E.L: What do you think are the biggest difficulties for a school to implement CBE programs?
K.Y: I would argue that change is the biggest challenge for institutions. While higher education has been generally resistant to change, it is surprising to me to see the rapid growth in the number of institutions that are now moving toward competency-based education. The reason I say change is the biggest challenge is because it means shifts in practice across the institution. Earlier I talked about changes needed in marketing, admissions, registrar, bursar, student support, etc as well as how these functions work together. This cross-functional work suggests changes in planning, governance, leadership, communications, and often times change in use of technology. From an academic perspective it means change in: the design and delivery of the curriculum, assessment strategies, student support practices, and in how achievement is awarded. So while the challenge and difficulty of change is real, I think the idea of CBE energizes the impulse to innovate among faculty and academic leaders. They’re eager to try new strategies – especially if it benefits students. As an educator this is the most exciting time to be in higher education.
E.L: What are the main mistakes people make when implementing CBE?
K.Y: One of the common mistakes that I see is that institutions start off worrying about the technology. It’s almost as if the they believe the right technology will result in quality CBE delivery. In these cases, the institutions haven’t thought through the design, flow, practices, and structure of their CBE model. My advice is to first develop your model so you can evaluate the merits of various technologies to support that model.
E.L: Why is CBE good for industries, employers, and for student’s future jobs?
K.Y: Employers have been citing skills gaps among their workforce. Because many CBE programs (properly developed) have worked with employers to define the skills they need this issue is minimized. Employers can see what skills they will get in an employee who has been through a competency-based program and also be assured that those skills have been achieved at a stated level of mastery.

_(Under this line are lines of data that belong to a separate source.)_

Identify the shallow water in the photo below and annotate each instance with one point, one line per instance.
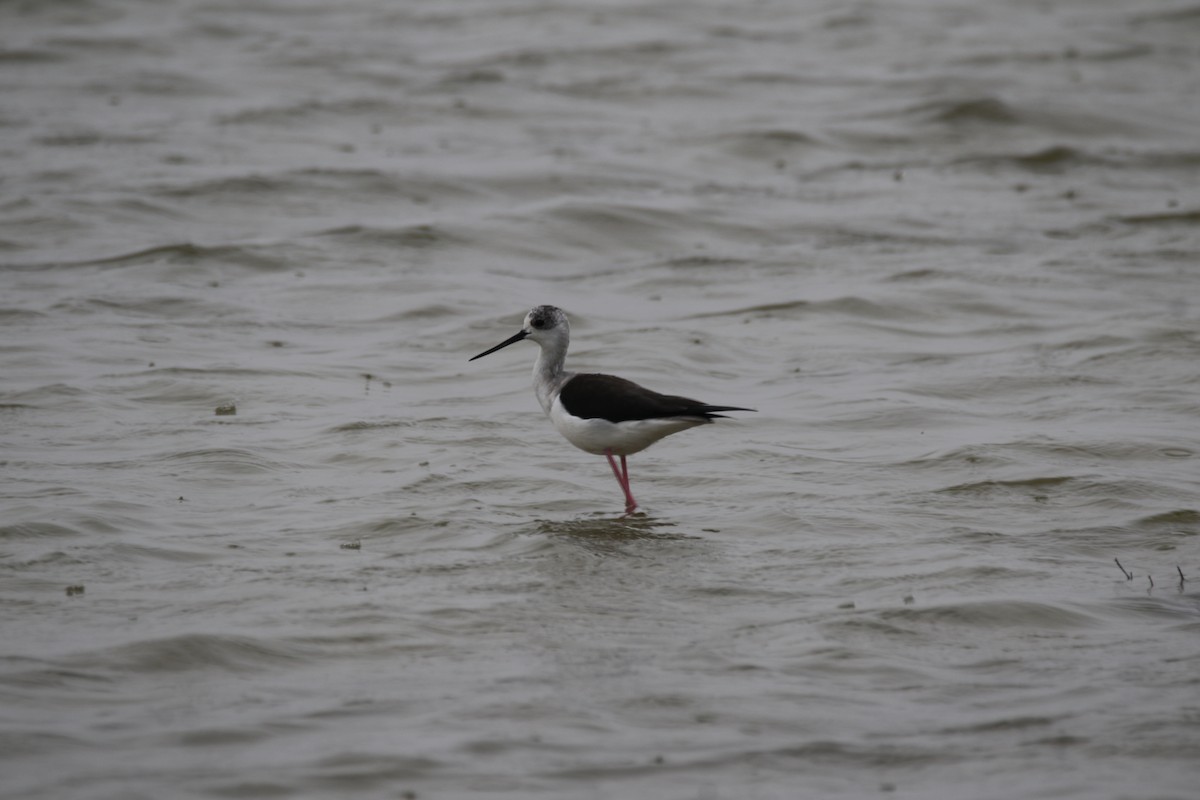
(948, 250)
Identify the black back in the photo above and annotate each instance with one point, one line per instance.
(593, 396)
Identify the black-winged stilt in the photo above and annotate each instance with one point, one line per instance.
(601, 414)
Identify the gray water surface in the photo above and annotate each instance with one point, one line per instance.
(949, 250)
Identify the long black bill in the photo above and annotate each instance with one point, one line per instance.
(516, 338)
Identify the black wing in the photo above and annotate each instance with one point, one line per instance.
(607, 397)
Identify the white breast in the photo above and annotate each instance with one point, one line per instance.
(622, 438)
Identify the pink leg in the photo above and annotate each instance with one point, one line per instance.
(622, 475)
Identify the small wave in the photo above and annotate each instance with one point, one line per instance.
(196, 651)
(228, 461)
(36, 530)
(994, 613)
(1029, 483)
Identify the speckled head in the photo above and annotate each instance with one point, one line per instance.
(545, 318)
(546, 325)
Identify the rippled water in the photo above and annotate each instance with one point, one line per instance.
(948, 250)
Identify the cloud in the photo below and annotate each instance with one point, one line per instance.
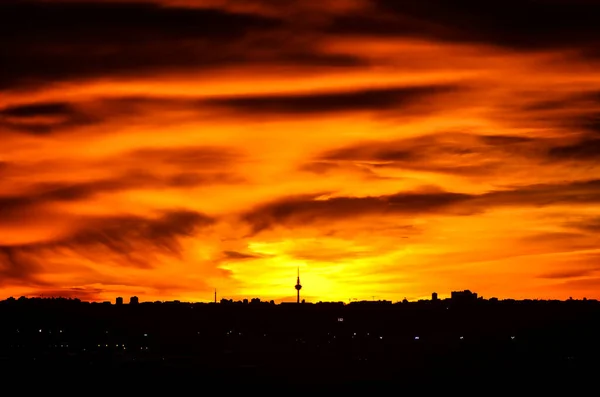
(314, 209)
(86, 294)
(235, 255)
(455, 153)
(327, 102)
(569, 274)
(57, 41)
(510, 23)
(132, 239)
(587, 149)
(18, 267)
(310, 210)
(43, 118)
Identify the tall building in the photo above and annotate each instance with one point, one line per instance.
(463, 296)
(298, 287)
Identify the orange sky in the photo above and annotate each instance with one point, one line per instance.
(164, 149)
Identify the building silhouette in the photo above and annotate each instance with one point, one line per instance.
(463, 296)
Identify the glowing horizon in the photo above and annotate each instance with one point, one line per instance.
(166, 148)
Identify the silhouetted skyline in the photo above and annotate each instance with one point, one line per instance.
(390, 148)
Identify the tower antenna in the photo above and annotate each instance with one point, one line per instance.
(298, 286)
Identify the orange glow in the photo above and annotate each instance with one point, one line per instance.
(167, 160)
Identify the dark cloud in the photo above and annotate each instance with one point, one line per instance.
(456, 153)
(588, 149)
(43, 118)
(370, 99)
(18, 267)
(129, 234)
(568, 274)
(85, 294)
(590, 224)
(131, 238)
(581, 192)
(199, 167)
(53, 41)
(38, 109)
(235, 255)
(304, 210)
(504, 140)
(521, 24)
(311, 209)
(192, 158)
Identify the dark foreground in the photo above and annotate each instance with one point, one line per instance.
(482, 348)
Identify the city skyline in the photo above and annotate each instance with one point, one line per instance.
(165, 148)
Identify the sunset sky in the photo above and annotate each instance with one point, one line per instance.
(387, 148)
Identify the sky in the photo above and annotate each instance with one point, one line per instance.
(385, 149)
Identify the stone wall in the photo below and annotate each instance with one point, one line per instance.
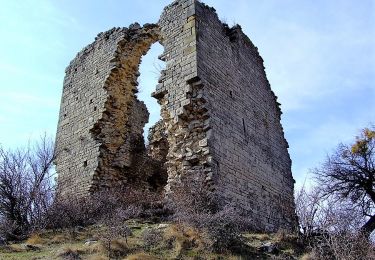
(253, 167)
(101, 122)
(220, 119)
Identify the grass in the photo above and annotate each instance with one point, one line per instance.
(175, 242)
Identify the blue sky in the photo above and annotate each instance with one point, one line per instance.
(319, 58)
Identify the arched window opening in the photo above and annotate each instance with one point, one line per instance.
(150, 70)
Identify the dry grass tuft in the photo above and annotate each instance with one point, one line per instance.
(35, 239)
(69, 253)
(182, 238)
(141, 256)
(307, 256)
(60, 238)
(260, 237)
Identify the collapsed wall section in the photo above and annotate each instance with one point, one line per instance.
(179, 93)
(250, 156)
(100, 131)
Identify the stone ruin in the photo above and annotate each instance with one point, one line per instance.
(220, 118)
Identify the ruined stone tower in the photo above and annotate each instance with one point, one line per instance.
(220, 118)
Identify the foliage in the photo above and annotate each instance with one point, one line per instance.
(26, 187)
(349, 175)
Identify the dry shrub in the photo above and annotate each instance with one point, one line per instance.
(180, 238)
(343, 246)
(69, 253)
(34, 239)
(151, 238)
(141, 256)
(129, 203)
(204, 210)
(14, 248)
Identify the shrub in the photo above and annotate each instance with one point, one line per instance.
(151, 238)
(197, 206)
(342, 246)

Many CBE programs are focused on employment skills – often in the form of specialized certificates or micro-credentials. This is a great benefit to those adult learners who are working in a field but need to build up their skills to advance their careers.
E.L: What are the benefits for the institutions?

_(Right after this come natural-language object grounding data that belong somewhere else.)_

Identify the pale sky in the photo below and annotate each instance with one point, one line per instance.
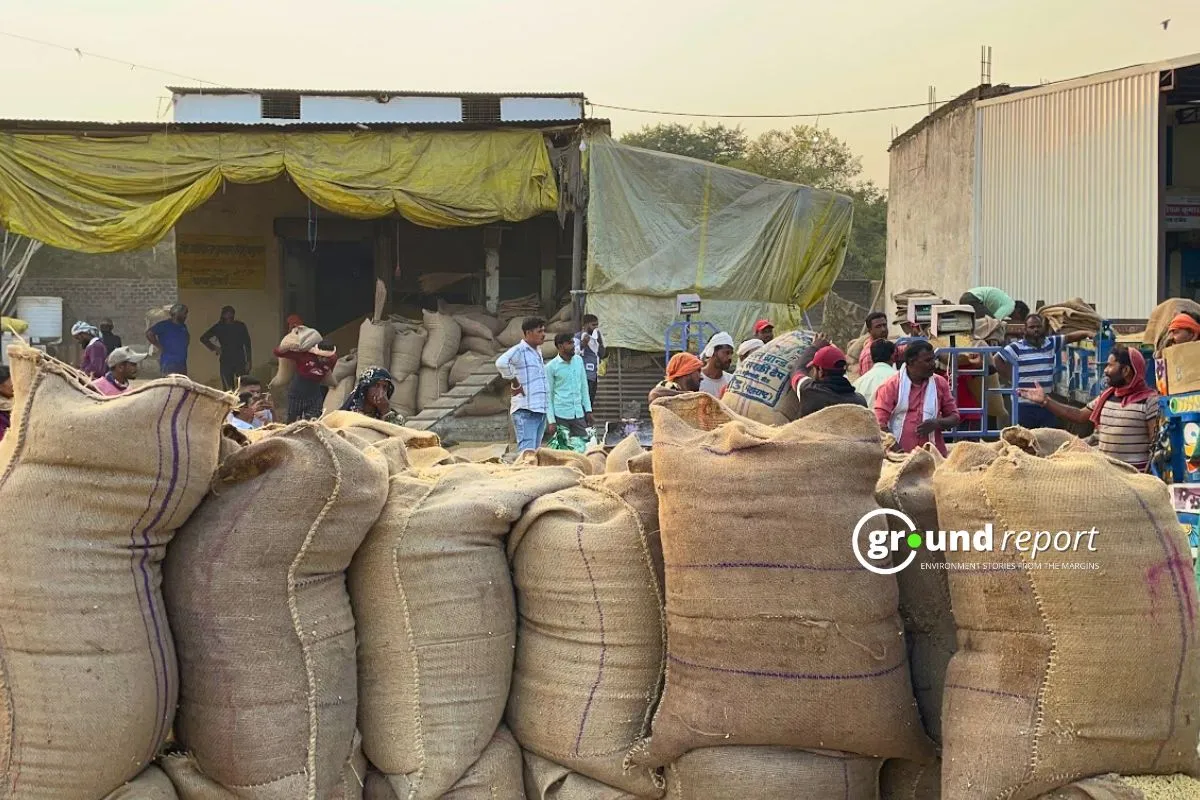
(713, 56)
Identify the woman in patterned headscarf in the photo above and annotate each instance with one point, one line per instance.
(372, 396)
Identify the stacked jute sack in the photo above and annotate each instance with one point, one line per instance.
(1057, 681)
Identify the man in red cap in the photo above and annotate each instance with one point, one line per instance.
(763, 330)
(826, 382)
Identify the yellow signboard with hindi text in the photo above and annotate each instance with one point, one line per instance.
(221, 262)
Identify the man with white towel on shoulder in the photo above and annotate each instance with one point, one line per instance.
(917, 404)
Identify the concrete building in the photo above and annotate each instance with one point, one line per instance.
(1086, 187)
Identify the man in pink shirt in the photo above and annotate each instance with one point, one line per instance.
(916, 405)
(123, 367)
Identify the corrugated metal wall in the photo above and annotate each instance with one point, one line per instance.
(1067, 196)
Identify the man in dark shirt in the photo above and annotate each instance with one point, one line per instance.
(232, 347)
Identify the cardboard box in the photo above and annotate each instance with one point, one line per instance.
(1182, 368)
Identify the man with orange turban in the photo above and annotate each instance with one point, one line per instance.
(683, 377)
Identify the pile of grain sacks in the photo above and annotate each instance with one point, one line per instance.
(343, 609)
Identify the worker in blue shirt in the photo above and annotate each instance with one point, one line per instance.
(570, 403)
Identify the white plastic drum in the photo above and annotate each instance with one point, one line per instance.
(45, 318)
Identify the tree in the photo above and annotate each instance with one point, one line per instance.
(718, 143)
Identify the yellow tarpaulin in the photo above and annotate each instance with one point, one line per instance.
(661, 224)
(108, 194)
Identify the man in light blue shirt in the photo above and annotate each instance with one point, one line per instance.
(569, 401)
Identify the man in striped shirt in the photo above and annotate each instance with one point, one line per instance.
(1036, 356)
(1125, 416)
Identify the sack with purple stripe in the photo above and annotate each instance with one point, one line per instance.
(775, 633)
(1079, 660)
(93, 489)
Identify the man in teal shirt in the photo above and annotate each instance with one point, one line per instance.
(569, 402)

K.Y: New programs and new models of delivery give institutions the ability to attract and serve new populations of students. This means revenue, particularly in an environment where the population of traditional age students and state funding are both on the decline. Adult learners can bridge that challenge. I’ve read that there are over 45 million adults 25 years and above who have some college experience but no degree. That is a huge market!

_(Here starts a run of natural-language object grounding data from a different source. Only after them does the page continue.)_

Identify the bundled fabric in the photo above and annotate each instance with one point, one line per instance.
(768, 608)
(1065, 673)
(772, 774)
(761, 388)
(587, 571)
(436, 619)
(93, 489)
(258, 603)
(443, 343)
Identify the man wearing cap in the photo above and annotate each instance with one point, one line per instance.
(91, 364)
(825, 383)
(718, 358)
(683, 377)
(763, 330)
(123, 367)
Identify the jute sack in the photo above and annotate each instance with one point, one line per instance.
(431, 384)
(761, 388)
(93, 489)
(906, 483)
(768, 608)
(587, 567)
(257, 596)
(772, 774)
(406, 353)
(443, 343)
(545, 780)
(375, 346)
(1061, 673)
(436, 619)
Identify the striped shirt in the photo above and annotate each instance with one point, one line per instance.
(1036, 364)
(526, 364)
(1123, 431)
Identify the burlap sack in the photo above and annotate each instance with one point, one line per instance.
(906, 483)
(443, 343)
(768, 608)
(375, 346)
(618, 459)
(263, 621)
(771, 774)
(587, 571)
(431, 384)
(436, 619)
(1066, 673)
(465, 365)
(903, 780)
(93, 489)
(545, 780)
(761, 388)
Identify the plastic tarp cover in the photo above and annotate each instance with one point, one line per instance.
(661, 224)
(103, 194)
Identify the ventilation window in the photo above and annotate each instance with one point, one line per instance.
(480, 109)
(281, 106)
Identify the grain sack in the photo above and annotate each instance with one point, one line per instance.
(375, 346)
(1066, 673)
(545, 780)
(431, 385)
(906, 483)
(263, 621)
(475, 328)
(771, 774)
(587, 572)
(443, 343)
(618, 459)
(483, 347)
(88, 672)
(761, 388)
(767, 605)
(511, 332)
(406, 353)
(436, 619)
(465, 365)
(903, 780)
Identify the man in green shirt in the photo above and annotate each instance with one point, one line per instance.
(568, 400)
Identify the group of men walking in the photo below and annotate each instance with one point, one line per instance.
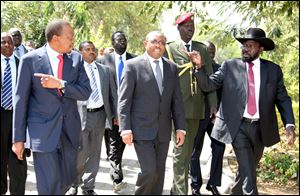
(64, 100)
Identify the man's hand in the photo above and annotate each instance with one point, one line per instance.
(195, 58)
(115, 121)
(213, 112)
(290, 134)
(127, 138)
(18, 149)
(179, 138)
(49, 81)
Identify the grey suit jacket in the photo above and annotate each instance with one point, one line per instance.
(109, 95)
(232, 76)
(43, 111)
(142, 109)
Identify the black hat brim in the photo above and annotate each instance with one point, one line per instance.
(267, 43)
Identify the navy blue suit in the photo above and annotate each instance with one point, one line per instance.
(52, 120)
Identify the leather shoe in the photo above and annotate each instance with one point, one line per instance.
(89, 192)
(212, 189)
(73, 190)
(196, 192)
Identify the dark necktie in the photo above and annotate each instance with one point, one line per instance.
(120, 69)
(60, 69)
(95, 92)
(251, 103)
(6, 98)
(188, 47)
(158, 76)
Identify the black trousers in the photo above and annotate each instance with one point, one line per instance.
(10, 164)
(248, 149)
(218, 149)
(117, 147)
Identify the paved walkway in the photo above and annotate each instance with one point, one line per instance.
(103, 184)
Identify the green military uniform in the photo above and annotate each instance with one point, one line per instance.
(194, 107)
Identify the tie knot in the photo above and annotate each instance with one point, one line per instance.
(7, 60)
(60, 57)
(156, 62)
(187, 47)
(251, 64)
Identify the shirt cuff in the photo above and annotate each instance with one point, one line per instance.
(125, 132)
(289, 125)
(183, 131)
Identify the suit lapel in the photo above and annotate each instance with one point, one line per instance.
(150, 72)
(102, 78)
(263, 78)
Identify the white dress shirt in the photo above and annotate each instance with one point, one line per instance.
(13, 68)
(256, 72)
(91, 104)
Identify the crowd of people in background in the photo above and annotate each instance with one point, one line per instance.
(59, 102)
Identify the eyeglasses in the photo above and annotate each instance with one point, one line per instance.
(155, 42)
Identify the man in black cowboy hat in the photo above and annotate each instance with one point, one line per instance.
(252, 87)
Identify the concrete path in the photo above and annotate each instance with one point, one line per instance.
(131, 168)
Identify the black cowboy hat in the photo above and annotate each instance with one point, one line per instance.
(258, 35)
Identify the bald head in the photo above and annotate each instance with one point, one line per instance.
(17, 36)
(55, 27)
(7, 46)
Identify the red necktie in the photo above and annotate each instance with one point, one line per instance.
(60, 69)
(251, 103)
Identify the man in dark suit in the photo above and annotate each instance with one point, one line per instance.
(51, 80)
(93, 112)
(115, 61)
(20, 49)
(205, 126)
(252, 87)
(148, 102)
(16, 169)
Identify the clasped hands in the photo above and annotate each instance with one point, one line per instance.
(49, 81)
(290, 134)
(195, 58)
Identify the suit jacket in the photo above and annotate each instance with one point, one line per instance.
(194, 105)
(109, 95)
(109, 60)
(142, 109)
(43, 110)
(232, 76)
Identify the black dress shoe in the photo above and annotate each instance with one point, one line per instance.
(196, 192)
(213, 189)
(89, 192)
(73, 190)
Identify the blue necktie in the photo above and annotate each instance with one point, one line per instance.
(6, 99)
(120, 69)
(95, 93)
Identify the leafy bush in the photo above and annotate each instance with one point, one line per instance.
(279, 167)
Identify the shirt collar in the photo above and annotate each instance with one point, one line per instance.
(51, 53)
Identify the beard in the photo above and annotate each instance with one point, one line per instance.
(247, 57)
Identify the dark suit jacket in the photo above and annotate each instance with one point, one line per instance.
(142, 109)
(109, 60)
(43, 111)
(109, 95)
(232, 76)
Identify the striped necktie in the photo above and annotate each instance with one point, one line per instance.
(6, 98)
(95, 92)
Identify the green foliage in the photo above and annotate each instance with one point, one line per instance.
(279, 167)
(92, 20)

E.L: Do you think that CBE is the future of education?
K.Y: I certainly hope so – not only because I’m very passionate about it – but the numbers seem to indicate that it will have a place in the future of higher education. As distinguished from MOOCS, there is an underlying theory and value proposition. It’s a game changer in fundamental ways, not just a way to expand the educational experience in selected courses. CBE makes a strong argument that it brings value to learners, institutions, and employers.
*Karen Yoshino, Principal Strategist at Blackboard
*Photos by: AFP Kyle Grillot
*CBE definition according to the The Glossary of Education Reform.
**A rubric is a guide listing specific criteria for grading or scoring academic papers, projects, or tests according to Merriam-Webster online dictionary.